Emails and phone numbers use this same format. An unnamed div with divs inside it that have important data. Emails are quite easy to extract, as all you have to do is search for a[href*='mailto'] inside div[style*='x-evernote:email'. Let’s look at phone numbers.

<!-- NOTE: Again, I formatted the below code.

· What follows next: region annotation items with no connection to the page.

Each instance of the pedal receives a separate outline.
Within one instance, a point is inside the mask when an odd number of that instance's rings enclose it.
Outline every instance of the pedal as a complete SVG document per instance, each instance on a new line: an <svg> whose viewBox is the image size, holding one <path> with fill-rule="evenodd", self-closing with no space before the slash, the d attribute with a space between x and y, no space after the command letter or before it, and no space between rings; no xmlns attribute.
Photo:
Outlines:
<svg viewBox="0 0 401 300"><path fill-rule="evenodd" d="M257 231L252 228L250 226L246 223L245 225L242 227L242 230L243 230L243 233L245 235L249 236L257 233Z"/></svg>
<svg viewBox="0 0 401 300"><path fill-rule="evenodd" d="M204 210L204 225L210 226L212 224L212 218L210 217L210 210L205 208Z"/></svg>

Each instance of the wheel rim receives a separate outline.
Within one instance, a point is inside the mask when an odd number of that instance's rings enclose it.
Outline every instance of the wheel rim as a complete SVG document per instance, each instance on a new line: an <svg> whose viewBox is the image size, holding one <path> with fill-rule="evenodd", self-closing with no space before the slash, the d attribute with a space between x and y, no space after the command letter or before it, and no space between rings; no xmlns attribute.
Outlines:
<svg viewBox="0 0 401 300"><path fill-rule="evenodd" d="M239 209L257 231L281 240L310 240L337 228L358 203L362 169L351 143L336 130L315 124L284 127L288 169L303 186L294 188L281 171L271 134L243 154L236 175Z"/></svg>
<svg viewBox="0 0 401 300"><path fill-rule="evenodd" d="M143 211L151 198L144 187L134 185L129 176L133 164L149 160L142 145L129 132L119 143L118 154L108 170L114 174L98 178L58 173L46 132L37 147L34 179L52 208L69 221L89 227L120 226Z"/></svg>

Evernote stores them in one-liners because they want to watch the world burn. -->
<div style="float: left; clear: left; min-width: 400px;overflow:hidden; _overflow:visible; zoom:1;">
    <div style="margin: 0;padding: 0;text-align: left;overflow:hidden; _overflow:visible; zoom:1;margin-bottom:6px;">
        <div style="x-evernote:phone; -evernote-editable:phone; word-wrap: break-word;">
            <div style="float: left;margin: 0;padding: 0;width: 77px;text-align: left;">
                <p style="margin:0;padding:0;">
                    <span style="-webkit-appearance: none;border: none;color: #aaaaaa;font-size: 14px;font-family: Helvetica;">
                        <span style="x-evernote:context;-evernote-context-name:phone">phone</span>
                    </span>
                </p>
            </div>
            <span style="x-evernote:value; color: #6f6f6f;">(111) 222-3333</span>
        </div>
    </div>
</div>

<div style="float: left; clear: left; min-width: 400px;overflow:hidden; _overflow:visible; zoom:1;">
    <div style="margin: 0;padding: 0;text-align: left;overflow:hidden; _overflow:visible; zoom:1;margin-bottom:6px;">
        <div style="x-evernote:phone; -evernote-editable:phone; word-wrap: break-word;">
            <div style="float: left;margin: 0;padding: 0;width: 77px;text-align: left;">
                <p style="margin:0;padding:0;">
                    <span style="-webkit-appearance: none;border: none;color: #aaaaaa;font-size: 14px;font-family: Helvetica;">
                        <span style="x-evernote:context;-evernote-context-name:mobile">mobile</span>
                    </span>
                </p>
            </div>
            <span style="x-evernote:value; color: #6f6f6f;">(111) 222-3334</span>
        </div>
    </div>
</div>

These are a lot worse, as the values are stored in arbitrary spans. x-evernote:value seems to be quite popular. Selecting div[style*='x-evernote:phone' will get you a list of divs that contain the type of phone number it is, and the number itself. Well, in span[style*='x-evernote:context'] and span[style*='x-evernote:value'], respectively.


A simple JSON file would have been a whole lot better than all these random elements with random attributes.

{
  "contact": {
    "name": "Billy Bob",
    "title": "Chief Executive Officer",
    "company": "Awesome Inc.",
    "email": "[email protected]",
    "phoneNumbers": {
      "work": "(111) 222-3333",
      "mobile": "(111) 222-3334",
    }
  }
}

This is a lot cleaner than the awful attempt at an “XML subset” that Evernote provides. This language is supposed to help developers access the data of a note easily, and that’s the last thing it’s doing.